IEITYuan/Yuan-embedding-2.0-en

Cold
Public
0.8B
BF16
40960
License: apache-2.0
Hugging Face
Overview

Overview

Yuan-embedding-2.0-en is an 0.8 billion parameter embedding model from IEITYuan, engineered for English text retrieval and reranking. It builds upon the foundation of Qwen/Qwen3-Embedding-0.6B and incorporates several key optimizations to enhance its performance in semantic search applications.

Key Capabilities

  • Optimized for English Text Retrieval: Specifically designed to generate high-quality embeddings for English text, facilitating accurate semantic search.
  • Enhanced for Reranking Tasks: Beyond initial retrieval, the model is also fine-tuned to improve the ranking of search results.
  • Advanced Data Augmentation:
    • Hard Negative Sampling: Employs a dual evaluation process using a Rerank model and an LLM to filter high-quality positive and negative samples, improving model robustness.
    • LLM-Synthesized Data: Leverages the Yuan2-M32 model to rewrite query data within the training dataset, expanding and diversifying the training examples.
  • Sophisticated Loss Function Design: Incorporates a multi-task loss function and Matryoshka Representation Learning.
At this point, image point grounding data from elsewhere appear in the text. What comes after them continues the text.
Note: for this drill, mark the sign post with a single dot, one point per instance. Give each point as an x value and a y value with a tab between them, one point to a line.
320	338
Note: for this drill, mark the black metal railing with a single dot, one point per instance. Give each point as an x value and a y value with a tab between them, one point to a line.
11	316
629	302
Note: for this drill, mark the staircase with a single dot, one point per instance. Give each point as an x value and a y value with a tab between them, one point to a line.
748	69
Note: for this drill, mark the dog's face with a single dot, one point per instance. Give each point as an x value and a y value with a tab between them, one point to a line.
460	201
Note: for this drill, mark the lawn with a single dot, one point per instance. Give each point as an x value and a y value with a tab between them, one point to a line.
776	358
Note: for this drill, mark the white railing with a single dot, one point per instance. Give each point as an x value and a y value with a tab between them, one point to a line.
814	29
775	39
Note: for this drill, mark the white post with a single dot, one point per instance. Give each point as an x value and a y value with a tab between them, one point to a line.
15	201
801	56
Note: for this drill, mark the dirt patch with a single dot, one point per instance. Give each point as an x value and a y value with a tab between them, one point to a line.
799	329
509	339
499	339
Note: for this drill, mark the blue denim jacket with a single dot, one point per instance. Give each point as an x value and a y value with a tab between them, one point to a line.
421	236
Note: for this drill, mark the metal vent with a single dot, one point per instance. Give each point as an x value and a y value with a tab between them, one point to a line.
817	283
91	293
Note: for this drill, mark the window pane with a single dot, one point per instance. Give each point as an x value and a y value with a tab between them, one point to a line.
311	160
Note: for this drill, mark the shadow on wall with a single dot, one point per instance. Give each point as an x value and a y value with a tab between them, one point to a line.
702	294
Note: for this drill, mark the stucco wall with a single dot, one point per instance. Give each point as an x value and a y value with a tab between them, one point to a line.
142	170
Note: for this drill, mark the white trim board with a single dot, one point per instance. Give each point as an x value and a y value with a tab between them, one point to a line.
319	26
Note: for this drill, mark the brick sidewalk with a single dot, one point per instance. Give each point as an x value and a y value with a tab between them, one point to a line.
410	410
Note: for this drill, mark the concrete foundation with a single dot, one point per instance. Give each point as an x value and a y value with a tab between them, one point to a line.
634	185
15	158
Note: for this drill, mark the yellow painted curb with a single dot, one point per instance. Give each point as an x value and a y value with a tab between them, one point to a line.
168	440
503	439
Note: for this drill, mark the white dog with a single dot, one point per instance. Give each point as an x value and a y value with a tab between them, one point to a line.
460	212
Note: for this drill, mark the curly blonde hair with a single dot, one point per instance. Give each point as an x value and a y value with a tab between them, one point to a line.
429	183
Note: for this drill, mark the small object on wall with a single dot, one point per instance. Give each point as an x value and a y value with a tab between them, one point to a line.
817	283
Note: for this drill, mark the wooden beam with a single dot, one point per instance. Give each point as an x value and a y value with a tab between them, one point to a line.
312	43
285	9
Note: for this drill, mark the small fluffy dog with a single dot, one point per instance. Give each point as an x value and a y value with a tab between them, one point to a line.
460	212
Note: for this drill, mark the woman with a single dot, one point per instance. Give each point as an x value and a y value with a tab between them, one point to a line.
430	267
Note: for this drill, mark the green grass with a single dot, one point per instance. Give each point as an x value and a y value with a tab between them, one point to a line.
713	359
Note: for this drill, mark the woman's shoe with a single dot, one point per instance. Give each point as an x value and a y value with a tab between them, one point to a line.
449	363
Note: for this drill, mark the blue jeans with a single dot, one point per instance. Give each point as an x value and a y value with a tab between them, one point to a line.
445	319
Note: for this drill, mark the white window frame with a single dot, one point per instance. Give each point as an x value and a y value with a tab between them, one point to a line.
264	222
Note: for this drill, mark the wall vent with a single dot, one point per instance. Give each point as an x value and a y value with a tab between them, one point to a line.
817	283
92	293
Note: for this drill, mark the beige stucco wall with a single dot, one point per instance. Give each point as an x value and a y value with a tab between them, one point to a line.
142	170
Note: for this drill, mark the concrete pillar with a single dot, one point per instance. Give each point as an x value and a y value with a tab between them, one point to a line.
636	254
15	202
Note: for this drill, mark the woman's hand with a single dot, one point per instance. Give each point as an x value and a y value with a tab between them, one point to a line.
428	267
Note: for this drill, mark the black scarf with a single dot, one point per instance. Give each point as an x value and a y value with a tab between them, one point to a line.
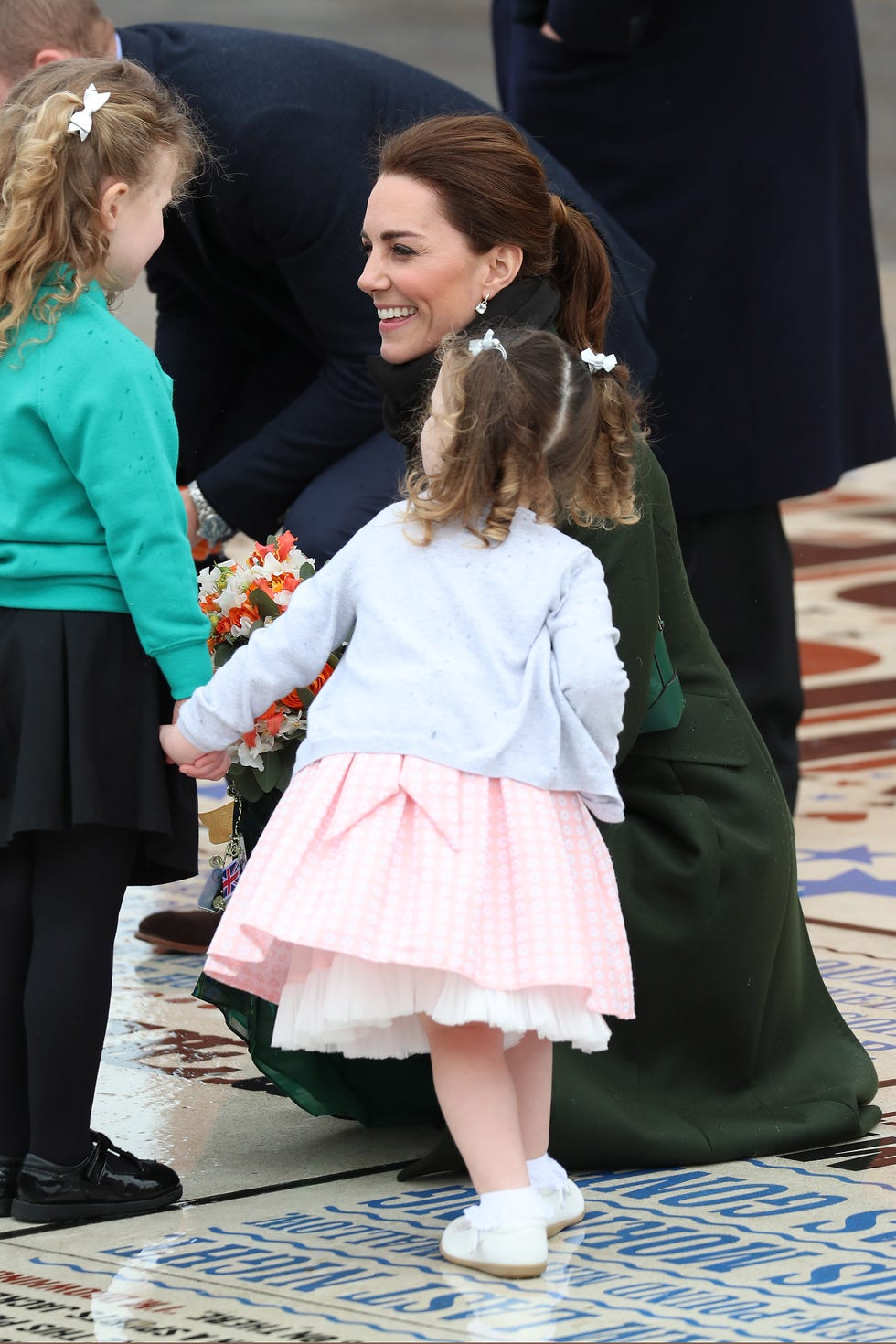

It uses InfoNCE with in-batch-negative for both retrieval and reranking tasks, which is crucial for learning effective representations.

Good For

  • Generating embeddings for English text.
  • Improving the accuracy of semantic search systems.
  • Enhancing the relevance and order of retrieved documents through reranking.
  • Applications requiring robust text similarity and contextual understanding in English.